- Nickname: Bondo
- Born: Slobodan Macura 26 April 1918 Zadar, Croatia, Austro-Hungary
- Died: 21 March 1943 (aged 24) Kalinovik, Independent State of Croatia
- Allegiance: Yugoslav Partisans
- Service years: 1941–1943
- Awards: People's Hero of Yugoslavia

= Slobodan Macura Bondo =

Yugoslav Partisan

Slobodan Macura (26 April 1918 – 21 March 1943), known as Bondo, was a Yugoslav Partisan and People's Hero of Yugoslavia of Croatian descent.

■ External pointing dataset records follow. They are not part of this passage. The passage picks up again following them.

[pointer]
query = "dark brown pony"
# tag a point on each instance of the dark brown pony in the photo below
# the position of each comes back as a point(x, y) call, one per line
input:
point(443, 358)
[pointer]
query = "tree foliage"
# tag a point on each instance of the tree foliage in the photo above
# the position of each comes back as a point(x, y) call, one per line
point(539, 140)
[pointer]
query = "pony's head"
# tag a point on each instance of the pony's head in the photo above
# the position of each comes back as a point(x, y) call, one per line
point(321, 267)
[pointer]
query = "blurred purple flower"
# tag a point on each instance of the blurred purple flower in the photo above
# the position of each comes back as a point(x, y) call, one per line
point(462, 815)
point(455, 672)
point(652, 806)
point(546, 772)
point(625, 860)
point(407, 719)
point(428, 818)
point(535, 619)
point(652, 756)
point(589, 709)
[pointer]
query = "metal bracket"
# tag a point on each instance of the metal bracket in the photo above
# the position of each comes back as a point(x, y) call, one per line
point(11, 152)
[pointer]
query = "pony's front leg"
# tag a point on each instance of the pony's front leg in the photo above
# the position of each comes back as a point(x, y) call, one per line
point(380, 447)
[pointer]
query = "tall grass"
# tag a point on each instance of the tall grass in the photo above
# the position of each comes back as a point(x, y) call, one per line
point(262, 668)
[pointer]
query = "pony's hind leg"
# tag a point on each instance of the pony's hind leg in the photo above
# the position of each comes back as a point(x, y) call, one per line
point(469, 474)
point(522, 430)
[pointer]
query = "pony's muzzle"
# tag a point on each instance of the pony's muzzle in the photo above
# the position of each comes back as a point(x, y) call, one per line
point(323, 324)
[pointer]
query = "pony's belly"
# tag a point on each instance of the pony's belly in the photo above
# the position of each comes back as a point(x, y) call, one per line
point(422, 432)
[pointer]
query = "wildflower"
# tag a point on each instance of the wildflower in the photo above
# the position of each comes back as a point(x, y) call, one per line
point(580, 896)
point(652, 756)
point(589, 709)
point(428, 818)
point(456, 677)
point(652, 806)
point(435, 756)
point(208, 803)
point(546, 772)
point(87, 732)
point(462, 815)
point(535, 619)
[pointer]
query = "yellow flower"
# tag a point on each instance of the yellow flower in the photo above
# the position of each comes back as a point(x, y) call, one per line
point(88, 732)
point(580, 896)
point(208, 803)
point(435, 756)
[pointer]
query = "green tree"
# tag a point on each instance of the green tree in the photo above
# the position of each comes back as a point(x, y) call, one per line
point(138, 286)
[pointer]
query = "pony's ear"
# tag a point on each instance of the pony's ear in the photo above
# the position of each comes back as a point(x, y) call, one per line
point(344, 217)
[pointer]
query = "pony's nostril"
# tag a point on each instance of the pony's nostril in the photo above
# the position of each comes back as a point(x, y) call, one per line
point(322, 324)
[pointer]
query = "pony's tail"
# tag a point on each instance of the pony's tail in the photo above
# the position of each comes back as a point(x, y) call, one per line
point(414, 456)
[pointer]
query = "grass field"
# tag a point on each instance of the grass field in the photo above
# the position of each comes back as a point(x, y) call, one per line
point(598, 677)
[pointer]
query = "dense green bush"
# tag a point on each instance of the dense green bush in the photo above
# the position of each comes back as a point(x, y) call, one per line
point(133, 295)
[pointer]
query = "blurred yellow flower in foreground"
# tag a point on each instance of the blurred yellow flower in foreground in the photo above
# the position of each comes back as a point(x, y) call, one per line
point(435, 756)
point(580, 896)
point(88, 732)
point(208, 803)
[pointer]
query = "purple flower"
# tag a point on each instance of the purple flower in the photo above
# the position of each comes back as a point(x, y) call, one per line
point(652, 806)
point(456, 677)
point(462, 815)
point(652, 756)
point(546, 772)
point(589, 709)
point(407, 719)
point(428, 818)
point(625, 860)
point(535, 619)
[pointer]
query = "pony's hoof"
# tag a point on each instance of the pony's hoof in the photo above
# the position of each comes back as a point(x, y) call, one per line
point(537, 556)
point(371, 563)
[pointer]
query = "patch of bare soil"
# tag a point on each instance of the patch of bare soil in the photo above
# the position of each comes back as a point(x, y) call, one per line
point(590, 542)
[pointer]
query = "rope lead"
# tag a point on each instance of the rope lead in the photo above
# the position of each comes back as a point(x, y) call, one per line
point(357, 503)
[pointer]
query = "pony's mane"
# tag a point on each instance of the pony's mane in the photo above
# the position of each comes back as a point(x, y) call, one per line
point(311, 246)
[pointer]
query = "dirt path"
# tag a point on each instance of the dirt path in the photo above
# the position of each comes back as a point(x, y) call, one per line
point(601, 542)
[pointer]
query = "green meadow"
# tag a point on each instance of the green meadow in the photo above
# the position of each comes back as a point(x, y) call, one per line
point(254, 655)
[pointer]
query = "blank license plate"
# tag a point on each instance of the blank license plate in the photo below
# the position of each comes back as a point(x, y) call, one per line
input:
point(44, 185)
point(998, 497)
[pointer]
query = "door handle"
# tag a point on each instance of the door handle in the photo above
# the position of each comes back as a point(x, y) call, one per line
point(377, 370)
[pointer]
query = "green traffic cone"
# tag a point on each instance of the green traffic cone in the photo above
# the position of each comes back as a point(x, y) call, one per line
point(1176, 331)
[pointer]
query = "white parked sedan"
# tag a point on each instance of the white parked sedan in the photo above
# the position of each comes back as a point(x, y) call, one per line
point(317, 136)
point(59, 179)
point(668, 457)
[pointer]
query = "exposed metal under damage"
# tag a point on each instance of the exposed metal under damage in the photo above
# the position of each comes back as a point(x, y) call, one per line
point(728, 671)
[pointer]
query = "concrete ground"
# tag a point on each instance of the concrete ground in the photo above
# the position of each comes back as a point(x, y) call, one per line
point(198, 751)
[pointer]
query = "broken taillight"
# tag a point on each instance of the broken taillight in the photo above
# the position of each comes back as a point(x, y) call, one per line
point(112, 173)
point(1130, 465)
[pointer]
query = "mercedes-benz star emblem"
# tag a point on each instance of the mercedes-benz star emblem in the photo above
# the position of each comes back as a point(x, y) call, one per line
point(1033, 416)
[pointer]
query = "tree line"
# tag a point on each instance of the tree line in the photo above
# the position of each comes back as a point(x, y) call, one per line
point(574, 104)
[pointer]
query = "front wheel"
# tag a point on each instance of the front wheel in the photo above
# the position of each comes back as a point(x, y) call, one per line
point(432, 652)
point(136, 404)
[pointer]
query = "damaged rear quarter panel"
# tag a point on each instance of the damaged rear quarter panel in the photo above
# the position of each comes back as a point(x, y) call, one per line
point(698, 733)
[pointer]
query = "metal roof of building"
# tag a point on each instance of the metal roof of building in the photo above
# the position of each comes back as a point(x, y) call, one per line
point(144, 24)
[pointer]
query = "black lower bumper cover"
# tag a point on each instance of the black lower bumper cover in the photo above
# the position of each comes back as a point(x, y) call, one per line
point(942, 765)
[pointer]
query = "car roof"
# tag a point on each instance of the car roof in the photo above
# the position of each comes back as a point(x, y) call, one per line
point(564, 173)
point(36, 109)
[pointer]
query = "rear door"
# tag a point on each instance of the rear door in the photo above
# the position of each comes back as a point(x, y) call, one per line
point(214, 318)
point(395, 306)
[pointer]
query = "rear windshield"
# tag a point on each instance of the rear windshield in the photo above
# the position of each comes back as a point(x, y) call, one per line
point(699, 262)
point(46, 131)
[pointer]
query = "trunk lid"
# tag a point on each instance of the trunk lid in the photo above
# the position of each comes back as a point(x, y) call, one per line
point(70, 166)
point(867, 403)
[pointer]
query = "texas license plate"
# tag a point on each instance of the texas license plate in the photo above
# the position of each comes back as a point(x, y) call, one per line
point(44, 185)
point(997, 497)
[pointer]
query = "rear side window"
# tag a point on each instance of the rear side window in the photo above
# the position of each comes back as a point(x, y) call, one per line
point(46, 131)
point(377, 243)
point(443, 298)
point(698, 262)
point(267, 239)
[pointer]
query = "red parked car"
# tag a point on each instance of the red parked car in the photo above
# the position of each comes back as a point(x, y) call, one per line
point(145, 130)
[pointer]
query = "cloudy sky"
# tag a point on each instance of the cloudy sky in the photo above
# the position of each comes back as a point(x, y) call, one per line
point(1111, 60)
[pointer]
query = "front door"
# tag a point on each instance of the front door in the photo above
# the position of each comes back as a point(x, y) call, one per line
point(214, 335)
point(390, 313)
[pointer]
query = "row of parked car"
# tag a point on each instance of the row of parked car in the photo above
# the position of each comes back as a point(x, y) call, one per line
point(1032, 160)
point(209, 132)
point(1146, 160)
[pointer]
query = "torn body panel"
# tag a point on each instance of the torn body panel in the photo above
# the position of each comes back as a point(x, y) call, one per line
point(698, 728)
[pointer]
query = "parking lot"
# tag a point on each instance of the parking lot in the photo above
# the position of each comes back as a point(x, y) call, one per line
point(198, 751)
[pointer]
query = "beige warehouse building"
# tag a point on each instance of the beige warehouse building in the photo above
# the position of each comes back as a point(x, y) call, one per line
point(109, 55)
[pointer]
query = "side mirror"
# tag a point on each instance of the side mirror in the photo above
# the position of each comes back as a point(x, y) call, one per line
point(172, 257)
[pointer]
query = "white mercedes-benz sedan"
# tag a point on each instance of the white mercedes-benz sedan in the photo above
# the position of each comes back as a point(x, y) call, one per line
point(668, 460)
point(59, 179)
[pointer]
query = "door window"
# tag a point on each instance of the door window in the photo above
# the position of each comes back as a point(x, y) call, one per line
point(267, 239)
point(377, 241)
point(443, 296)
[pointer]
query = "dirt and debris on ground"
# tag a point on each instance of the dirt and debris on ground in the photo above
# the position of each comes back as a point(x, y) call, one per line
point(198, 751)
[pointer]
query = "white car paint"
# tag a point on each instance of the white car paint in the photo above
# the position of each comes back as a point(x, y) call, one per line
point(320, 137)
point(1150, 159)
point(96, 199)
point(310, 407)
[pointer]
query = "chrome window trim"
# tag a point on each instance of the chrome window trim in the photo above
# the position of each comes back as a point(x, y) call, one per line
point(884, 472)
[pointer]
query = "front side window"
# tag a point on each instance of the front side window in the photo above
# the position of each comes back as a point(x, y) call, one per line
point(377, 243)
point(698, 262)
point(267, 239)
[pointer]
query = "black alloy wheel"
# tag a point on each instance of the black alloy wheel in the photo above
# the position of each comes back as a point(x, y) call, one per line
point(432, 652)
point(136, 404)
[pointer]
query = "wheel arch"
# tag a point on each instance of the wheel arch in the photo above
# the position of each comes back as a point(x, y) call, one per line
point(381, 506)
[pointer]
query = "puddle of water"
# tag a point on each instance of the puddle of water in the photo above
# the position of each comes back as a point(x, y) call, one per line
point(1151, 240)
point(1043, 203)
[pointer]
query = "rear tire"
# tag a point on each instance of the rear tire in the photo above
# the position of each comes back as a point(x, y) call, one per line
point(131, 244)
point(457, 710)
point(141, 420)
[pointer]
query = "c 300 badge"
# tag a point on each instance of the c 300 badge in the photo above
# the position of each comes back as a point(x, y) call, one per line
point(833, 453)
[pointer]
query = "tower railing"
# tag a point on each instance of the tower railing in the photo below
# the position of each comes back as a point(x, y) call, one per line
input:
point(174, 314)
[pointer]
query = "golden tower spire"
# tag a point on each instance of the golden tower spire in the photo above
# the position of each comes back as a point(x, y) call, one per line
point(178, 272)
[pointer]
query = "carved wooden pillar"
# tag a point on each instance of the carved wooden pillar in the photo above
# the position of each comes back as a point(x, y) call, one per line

In 1951, Macura was awarded the title of People's Hero of Yugoslavia.

==Early life==
Slobodan Macura was born on 26 April 1918 in Zadar, Croatia (then Austria-Hungary. He studied forestry at the University of Belgrade where he joined the Communist Party of Yugoslavia.

==World War II==
After the German-led Axis invasion of Yugoslavia, Macura joined the Yugoslav Partisans in 1941. Soon after he returned to political work in northern Dalmatia. There, in May 1942, he became a party leader and deputy political commissar of the First North Dalmatian Battalion. In July 1942, Slobodan was appointed political commissar of the "Branko Vladušić" battalion, which joined the 2nd Dalmatian Brigade in 1942. He participated in the Battle of Neretva in 1943. He was wounded and killed in combat on 21 March 1943.

==Legacy==
He was posthumously proclaimed a People's Hero of Yugoslavia on 5 July 1951.